The IPFIX that LiveFlow generates is called LiveFlow. LiveFlow can be compared to the IPFIX generated by Cisco devices because it consists of Basic flow, AVC, and Medianet. However, LiveFlow extends the Cisco IPFIX with performance measurements like tcp quality, latency and jitter, and phone numbers. These all flow up to LiveNX, which is used for reporting, and to alert on thresholds. When thresholds are exceeded, generating alerts in LiveNX, the alerts can be used to cross-launch back to the packets in LiveWire. The cross-launch performs a forensic search which finds all of the packets in the flow and analyzes them at the packet level, rebuilding the flows, calls, peermap, graphs, decodes, and many other statistics and views that are used to troubleshoot the problem.
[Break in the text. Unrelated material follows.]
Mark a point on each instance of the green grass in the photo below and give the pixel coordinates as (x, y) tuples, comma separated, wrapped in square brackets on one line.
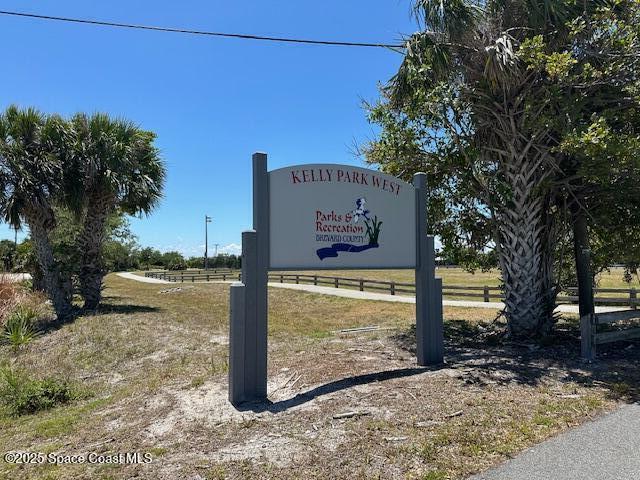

- Performance – Yes, you had to read a whole page of stuff to get here. The main reason I am asked to get on calls with customers is to help them tune or configure their LiveWire software for the best performance. And the best performance means capturing at the highest throughput possible, without dropping any packets. As I mentioned before, the highest LiveFlow performance on our biggest most powerful appliance, the PowerCore 3100 (Roar!) is 17Gbps.
We also offer JBODs or extensible storage units that increase the amount of time you can retain packets. In pure capture to disk mode, these JBODs also increase performance to 40Gbps because we can write the packets to more disks at the same time. However, in LiveFlow mode the JBODs do not increase performance because we are CPU bound. In other words, the limitation is in how fast we can process the packets to generate flow. And this is one of the major differences between the old recommended use case and now.
Before LiveFlow, all of our analysis was single-threaded. We captured all of the packets and analyzed them on a single thread, one at a time. With LiveFlow, we use the ability of the hardware to load balance the traffic by flow to 16 different cores and analyze the flows in parallel. Clearly, this is way faster. Now days, the slower, single threaded deeper analysis is done as part of the Forensic Search, so it does not directly affect the capture performance. And as part of the Forensic Search it is done using a filter, usually on a single flow, or a small number of flows, for a small period of time.
With a LiveFlow Capture, all of the traffic is captured all of the time with enough analysis to send to LiveNX for reporting and alerting, and to get the packets and detailed analysis for troubleshooting, any number of Forensic Searches can be performed at the same time by different members of the team, or teams, and shared, or exported to view locally in Omnipeek, or some other tool.
- Configuration – In a LiveFlow Capture, there are certain details about the configuration that should be considered and possibly changed to achieve the highest performance. Basically, the more analysis you enable, the lower the performance is going to be. The rule of thumb is how much analysis you enable depends on your throughput or data rate. If you are doing less than 10Gbps, then turn it all on and you should be fine. As you get above 10Gbps, many factors can determine performance, and you may need to start tweaking the configuration and disabling certain analyses in order to get the best performance and not drop packets.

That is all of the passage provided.